Hi everyone, my name is Mike Filbey and I am the founder of a nonprofit 501c3 called Pepper that I just launched last week. I started Pepper because I want to help people make a difference in the world. After I read the Life You Can Save I felt compelled to do something with not just my money but with my time and experience. We've got just over 50 members so far which I'm excited about because it's just from sharing with my network.
I spoke with someone who ran an EA chapter at university and he recommended I post here when I launch to get feedback and ideas. He thought some of his non-EA friends may be interested in joining Pepper. That's one question I'd love input on...do you think your non-EA friends would be interested in Pepper? Please comment or email me if you have any ideas, questions, or feedback. michaelfilbey1@gmail.com. Thank you in advance!

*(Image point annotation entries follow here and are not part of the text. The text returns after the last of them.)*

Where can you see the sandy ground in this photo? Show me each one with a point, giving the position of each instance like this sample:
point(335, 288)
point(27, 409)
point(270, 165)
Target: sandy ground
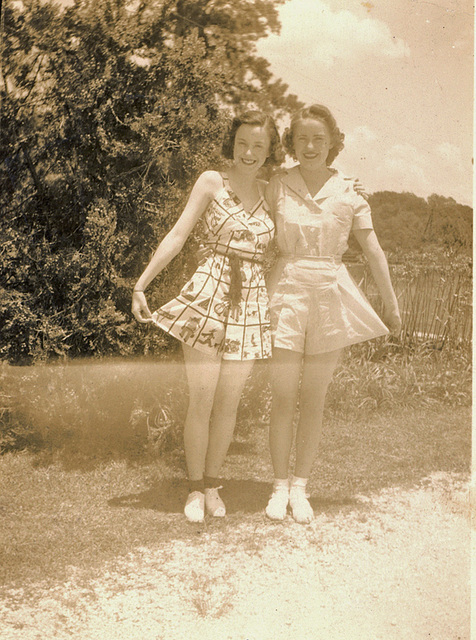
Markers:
point(395, 565)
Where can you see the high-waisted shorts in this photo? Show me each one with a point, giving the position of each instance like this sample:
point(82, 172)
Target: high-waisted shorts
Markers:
point(317, 307)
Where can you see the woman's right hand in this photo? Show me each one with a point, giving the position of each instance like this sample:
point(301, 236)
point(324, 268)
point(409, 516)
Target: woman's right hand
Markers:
point(140, 309)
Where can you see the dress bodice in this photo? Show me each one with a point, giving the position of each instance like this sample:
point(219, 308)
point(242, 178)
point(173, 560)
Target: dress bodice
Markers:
point(316, 226)
point(229, 227)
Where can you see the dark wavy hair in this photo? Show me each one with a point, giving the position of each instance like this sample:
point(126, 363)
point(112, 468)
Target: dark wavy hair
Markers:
point(316, 112)
point(257, 119)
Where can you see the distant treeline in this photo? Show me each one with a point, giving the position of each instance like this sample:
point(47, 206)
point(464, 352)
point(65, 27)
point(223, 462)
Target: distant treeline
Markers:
point(110, 110)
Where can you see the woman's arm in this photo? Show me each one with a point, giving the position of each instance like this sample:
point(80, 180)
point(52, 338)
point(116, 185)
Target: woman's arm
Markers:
point(201, 195)
point(381, 274)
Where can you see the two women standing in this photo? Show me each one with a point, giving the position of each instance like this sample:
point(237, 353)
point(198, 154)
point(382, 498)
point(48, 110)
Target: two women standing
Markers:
point(222, 314)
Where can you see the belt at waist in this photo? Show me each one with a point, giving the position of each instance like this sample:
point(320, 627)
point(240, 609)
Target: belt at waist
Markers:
point(235, 253)
point(293, 256)
point(235, 258)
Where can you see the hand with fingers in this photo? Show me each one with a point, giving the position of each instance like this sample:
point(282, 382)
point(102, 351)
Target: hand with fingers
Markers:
point(140, 308)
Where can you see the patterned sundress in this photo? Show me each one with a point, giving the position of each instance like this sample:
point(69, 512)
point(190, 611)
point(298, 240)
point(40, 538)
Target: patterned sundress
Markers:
point(223, 309)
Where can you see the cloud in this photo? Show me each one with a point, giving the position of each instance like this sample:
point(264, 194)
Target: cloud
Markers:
point(312, 29)
point(406, 167)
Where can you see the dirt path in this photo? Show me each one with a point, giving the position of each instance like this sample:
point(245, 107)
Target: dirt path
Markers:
point(391, 566)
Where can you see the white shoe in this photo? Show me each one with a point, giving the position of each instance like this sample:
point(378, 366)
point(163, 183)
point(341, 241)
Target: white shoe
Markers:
point(300, 506)
point(194, 509)
point(277, 506)
point(213, 503)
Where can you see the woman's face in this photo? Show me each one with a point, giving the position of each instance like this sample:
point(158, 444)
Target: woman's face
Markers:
point(312, 143)
point(251, 147)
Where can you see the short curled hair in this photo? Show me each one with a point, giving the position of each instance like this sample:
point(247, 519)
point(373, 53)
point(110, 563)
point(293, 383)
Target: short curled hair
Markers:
point(255, 119)
point(321, 113)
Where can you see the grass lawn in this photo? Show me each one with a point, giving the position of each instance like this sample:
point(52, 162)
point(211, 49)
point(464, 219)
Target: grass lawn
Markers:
point(65, 517)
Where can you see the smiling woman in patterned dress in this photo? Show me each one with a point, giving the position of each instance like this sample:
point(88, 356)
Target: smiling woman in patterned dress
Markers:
point(221, 315)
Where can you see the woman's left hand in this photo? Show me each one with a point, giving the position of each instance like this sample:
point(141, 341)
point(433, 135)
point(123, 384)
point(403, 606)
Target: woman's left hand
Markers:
point(360, 189)
point(140, 308)
point(393, 321)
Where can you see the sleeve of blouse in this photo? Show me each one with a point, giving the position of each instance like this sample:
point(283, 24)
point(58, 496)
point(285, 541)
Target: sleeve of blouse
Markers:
point(362, 214)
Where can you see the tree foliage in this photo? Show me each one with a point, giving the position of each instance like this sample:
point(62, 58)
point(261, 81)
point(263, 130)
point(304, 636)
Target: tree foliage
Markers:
point(110, 109)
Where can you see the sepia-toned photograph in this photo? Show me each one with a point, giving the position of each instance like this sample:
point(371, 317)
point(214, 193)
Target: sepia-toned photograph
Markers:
point(236, 258)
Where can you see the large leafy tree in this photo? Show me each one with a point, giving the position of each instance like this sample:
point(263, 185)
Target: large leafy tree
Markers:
point(109, 110)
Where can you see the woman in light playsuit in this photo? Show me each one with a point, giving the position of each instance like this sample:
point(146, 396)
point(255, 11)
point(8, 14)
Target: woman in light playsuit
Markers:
point(316, 308)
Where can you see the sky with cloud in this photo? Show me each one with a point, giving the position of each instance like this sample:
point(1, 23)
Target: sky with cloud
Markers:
point(398, 76)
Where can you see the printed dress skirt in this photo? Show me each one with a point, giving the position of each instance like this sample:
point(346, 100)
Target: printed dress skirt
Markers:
point(204, 316)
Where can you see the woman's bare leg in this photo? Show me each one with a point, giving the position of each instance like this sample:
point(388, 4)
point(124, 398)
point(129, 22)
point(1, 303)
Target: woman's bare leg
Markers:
point(316, 376)
point(285, 374)
point(203, 372)
point(233, 376)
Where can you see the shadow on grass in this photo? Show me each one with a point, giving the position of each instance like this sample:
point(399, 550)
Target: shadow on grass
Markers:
point(240, 496)
point(168, 496)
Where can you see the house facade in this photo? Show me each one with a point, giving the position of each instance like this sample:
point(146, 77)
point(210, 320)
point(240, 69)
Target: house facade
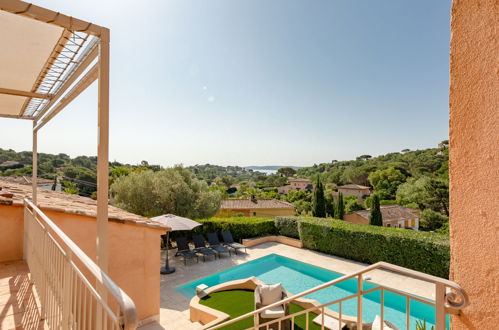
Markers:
point(133, 240)
point(255, 207)
point(297, 184)
point(361, 192)
point(393, 216)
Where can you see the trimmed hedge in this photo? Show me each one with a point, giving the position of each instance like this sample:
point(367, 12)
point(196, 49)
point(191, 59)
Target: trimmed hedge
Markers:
point(422, 251)
point(240, 227)
point(287, 226)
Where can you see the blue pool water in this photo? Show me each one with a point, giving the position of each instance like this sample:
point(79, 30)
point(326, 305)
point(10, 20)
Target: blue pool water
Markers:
point(297, 277)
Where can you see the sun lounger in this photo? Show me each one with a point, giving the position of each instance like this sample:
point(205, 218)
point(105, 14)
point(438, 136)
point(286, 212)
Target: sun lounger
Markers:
point(229, 241)
point(200, 247)
point(216, 245)
point(184, 250)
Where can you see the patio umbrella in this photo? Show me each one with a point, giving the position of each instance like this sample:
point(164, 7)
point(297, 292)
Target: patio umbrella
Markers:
point(176, 223)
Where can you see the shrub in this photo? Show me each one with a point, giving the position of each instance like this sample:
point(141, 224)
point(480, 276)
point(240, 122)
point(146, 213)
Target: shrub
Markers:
point(431, 220)
point(287, 226)
point(240, 227)
point(425, 252)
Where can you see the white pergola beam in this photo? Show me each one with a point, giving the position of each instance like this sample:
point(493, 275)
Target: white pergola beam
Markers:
point(82, 84)
point(16, 92)
point(82, 66)
point(50, 17)
point(103, 154)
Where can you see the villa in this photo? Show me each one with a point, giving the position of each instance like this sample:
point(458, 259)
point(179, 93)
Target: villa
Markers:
point(255, 207)
point(393, 216)
point(68, 262)
point(362, 192)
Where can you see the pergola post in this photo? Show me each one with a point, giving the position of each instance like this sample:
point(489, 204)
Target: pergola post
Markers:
point(103, 153)
point(34, 166)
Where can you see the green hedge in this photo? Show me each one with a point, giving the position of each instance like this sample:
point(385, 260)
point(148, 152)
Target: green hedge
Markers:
point(240, 227)
point(422, 251)
point(287, 226)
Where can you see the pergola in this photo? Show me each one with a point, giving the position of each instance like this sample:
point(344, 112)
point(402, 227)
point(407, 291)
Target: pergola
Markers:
point(46, 60)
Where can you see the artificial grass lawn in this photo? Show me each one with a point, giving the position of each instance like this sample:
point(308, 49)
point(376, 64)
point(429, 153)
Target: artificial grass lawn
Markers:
point(239, 302)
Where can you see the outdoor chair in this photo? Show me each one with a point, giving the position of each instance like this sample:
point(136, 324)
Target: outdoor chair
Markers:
point(216, 245)
point(184, 250)
point(229, 241)
point(375, 325)
point(200, 247)
point(265, 295)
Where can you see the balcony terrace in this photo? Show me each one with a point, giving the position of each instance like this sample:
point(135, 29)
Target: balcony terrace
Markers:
point(84, 267)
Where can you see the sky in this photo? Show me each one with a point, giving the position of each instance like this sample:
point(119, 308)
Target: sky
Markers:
point(259, 82)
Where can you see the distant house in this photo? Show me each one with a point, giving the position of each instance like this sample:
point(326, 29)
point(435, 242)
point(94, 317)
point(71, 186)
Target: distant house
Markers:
point(393, 216)
point(10, 164)
point(26, 180)
point(255, 207)
point(296, 184)
point(362, 192)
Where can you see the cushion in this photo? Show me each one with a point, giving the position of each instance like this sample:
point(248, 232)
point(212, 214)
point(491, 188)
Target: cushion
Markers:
point(329, 322)
point(273, 313)
point(377, 324)
point(270, 293)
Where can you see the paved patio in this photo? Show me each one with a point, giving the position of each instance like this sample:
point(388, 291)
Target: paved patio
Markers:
point(174, 312)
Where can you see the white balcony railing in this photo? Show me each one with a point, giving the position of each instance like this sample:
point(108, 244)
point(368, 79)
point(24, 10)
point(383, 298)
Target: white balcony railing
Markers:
point(450, 298)
point(74, 292)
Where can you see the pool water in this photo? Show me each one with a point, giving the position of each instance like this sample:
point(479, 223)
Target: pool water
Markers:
point(297, 277)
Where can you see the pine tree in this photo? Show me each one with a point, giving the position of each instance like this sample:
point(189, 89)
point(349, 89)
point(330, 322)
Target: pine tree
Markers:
point(330, 206)
point(375, 218)
point(318, 201)
point(340, 207)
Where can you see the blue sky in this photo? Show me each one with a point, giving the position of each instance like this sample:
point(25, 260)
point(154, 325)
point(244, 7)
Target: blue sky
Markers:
point(258, 82)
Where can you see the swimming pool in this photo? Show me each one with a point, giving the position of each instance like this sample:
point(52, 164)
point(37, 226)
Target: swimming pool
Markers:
point(297, 277)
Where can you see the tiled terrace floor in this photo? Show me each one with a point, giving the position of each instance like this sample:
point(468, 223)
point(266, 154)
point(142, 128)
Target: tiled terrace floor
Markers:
point(19, 305)
point(174, 312)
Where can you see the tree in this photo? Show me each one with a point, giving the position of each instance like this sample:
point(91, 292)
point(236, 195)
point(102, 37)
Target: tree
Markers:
point(375, 218)
point(286, 171)
point(386, 182)
point(70, 188)
point(318, 200)
point(364, 157)
point(330, 206)
point(340, 207)
point(173, 190)
point(444, 144)
point(426, 192)
point(431, 220)
point(438, 195)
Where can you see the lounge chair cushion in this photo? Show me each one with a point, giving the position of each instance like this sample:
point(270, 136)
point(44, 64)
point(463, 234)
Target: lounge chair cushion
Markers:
point(273, 313)
point(329, 322)
point(376, 325)
point(270, 293)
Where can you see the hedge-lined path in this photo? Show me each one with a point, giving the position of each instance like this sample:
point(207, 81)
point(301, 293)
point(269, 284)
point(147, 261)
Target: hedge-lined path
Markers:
point(174, 312)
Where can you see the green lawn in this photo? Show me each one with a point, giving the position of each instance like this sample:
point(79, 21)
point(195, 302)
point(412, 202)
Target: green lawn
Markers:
point(239, 302)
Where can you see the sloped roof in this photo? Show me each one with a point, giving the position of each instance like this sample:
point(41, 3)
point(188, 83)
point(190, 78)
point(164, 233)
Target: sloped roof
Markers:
point(242, 204)
point(14, 193)
point(298, 180)
point(25, 180)
point(353, 186)
point(391, 212)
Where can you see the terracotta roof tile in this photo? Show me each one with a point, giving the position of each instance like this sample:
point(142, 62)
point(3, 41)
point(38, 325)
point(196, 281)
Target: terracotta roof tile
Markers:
point(67, 203)
point(235, 204)
point(391, 212)
point(353, 186)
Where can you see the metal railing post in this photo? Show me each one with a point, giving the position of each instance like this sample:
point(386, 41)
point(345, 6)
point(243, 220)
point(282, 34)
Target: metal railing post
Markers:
point(359, 302)
point(439, 306)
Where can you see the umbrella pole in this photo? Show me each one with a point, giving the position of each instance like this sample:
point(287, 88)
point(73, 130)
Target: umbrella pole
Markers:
point(166, 268)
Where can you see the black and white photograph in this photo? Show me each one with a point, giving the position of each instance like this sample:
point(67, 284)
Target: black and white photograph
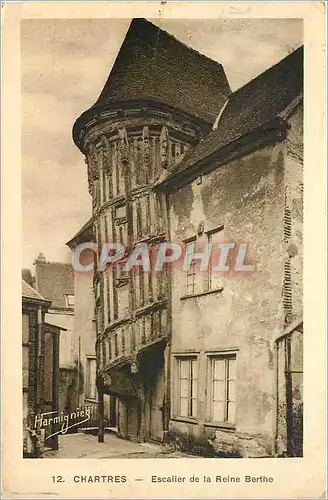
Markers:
point(163, 250)
point(162, 238)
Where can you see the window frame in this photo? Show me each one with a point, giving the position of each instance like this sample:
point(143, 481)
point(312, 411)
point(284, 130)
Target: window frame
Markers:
point(191, 273)
point(67, 299)
point(226, 356)
point(191, 399)
point(88, 395)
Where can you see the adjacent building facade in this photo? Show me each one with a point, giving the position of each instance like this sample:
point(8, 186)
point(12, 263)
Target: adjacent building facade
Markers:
point(208, 360)
point(40, 354)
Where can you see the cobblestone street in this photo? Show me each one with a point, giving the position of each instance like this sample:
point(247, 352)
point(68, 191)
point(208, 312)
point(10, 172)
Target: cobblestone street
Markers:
point(86, 446)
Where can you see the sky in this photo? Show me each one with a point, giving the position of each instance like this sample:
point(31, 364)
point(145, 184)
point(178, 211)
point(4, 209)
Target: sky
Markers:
point(65, 64)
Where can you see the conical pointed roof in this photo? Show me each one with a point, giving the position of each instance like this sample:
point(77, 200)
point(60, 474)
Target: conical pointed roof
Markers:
point(153, 66)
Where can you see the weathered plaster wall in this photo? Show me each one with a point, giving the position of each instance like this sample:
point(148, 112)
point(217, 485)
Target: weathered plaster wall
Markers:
point(294, 203)
point(247, 197)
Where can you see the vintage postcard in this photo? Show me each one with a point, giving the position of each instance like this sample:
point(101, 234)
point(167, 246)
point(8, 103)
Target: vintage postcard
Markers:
point(164, 191)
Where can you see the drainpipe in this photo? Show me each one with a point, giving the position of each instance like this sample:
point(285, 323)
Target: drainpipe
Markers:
point(78, 370)
point(39, 345)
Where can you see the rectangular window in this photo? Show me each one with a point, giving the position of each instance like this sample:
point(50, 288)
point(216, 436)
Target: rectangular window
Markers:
point(91, 371)
point(187, 387)
point(70, 300)
point(214, 237)
point(191, 273)
point(222, 388)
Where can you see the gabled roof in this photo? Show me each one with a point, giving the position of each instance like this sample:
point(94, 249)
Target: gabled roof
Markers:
point(30, 293)
point(251, 107)
point(154, 66)
point(54, 280)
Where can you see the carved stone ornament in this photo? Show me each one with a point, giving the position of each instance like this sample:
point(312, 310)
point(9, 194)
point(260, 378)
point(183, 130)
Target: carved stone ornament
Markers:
point(164, 147)
point(146, 145)
point(106, 154)
point(124, 145)
point(93, 172)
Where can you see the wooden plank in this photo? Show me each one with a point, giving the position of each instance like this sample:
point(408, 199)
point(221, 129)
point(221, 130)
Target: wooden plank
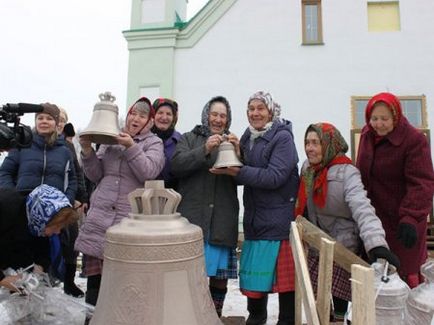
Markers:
point(325, 274)
point(303, 276)
point(363, 295)
point(298, 301)
point(298, 294)
point(342, 256)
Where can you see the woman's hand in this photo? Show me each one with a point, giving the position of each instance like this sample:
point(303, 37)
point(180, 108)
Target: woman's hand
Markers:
point(213, 142)
point(125, 139)
point(231, 171)
point(232, 138)
point(86, 145)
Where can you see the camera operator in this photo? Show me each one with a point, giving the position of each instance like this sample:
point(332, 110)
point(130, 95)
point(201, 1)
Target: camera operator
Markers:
point(46, 161)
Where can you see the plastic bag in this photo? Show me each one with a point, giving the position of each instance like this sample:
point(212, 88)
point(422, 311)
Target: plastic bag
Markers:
point(420, 303)
point(38, 303)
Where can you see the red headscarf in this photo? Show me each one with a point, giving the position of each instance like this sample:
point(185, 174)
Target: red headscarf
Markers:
point(391, 101)
point(314, 177)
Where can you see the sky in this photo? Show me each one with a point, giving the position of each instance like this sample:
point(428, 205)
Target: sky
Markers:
point(66, 53)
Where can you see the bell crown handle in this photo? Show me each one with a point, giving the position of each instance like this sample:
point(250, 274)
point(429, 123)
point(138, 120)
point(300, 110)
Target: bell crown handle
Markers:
point(107, 97)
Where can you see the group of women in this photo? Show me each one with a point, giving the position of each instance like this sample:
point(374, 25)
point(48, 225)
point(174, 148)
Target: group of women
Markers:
point(377, 208)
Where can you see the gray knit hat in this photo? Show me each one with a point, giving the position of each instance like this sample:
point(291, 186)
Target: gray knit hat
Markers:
point(52, 110)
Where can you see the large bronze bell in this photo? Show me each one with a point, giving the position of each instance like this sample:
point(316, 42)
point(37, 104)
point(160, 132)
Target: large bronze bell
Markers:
point(104, 124)
point(227, 156)
point(154, 271)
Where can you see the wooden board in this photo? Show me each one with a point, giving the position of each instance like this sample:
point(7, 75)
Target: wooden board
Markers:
point(342, 256)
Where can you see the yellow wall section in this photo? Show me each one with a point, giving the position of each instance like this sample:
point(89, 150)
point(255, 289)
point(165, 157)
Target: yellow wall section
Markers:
point(383, 16)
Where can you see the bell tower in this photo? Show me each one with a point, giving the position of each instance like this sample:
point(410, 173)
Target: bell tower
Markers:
point(155, 25)
point(157, 13)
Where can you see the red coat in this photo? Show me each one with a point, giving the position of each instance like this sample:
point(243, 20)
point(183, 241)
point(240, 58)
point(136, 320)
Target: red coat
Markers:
point(398, 175)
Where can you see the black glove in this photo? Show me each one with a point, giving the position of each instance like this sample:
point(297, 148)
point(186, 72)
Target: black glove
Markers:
point(383, 252)
point(407, 234)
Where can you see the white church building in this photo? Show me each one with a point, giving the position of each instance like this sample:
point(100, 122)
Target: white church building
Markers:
point(320, 59)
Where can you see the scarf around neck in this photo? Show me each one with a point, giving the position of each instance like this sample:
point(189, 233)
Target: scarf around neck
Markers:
point(314, 177)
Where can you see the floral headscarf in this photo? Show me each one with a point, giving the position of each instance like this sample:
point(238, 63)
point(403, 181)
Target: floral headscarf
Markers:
point(314, 177)
point(267, 99)
point(390, 100)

With Pepper there's just one option: give $10/month. 100% of donations (less standard Stripe nonprofit fees) go directly to four charities I've partnered with: AMF, Malaria Consortium (SMC program), HKI (VAS program), and GiveDirectly (Africa Cash Transfers program). I chose these charities because of research I conducted, but mostly because I trust GiveWell and they're far better than me at research.
You can see the site here: https://joinpepper.org/
And our story here: https://joinpepper.org/about/
My goal with Pepper is to help people make a difference by simplifying the donation process (you can signup in 60 seconds and don't need to decide how much to give, which charities to give to, or how often to give) and create a power in numbers approach to giving, where people not dollars, make the difference.
From an organizational perspective what makes Pepper unique is that we wake up and live and breathe marketing. Our goal is to acquire members and delight them. My background is in entrepreneurship and marketing.
Thank you so much for reading and a big thank you to anyone who shares a suggestion.
Cheers,
Mike Filbey
My own intuition would be "talk to users, watch them use it, interview them" and so on, as opposed to collecting statistical data (which I'd only do later, after my users keep repeating the same thing verbally and I want to make sure it's also true "at scale").
For example, grab someone at your hallway and ask them if they'd like to donate on your platform and see what they reply. (or ask them to use your website and see how they react).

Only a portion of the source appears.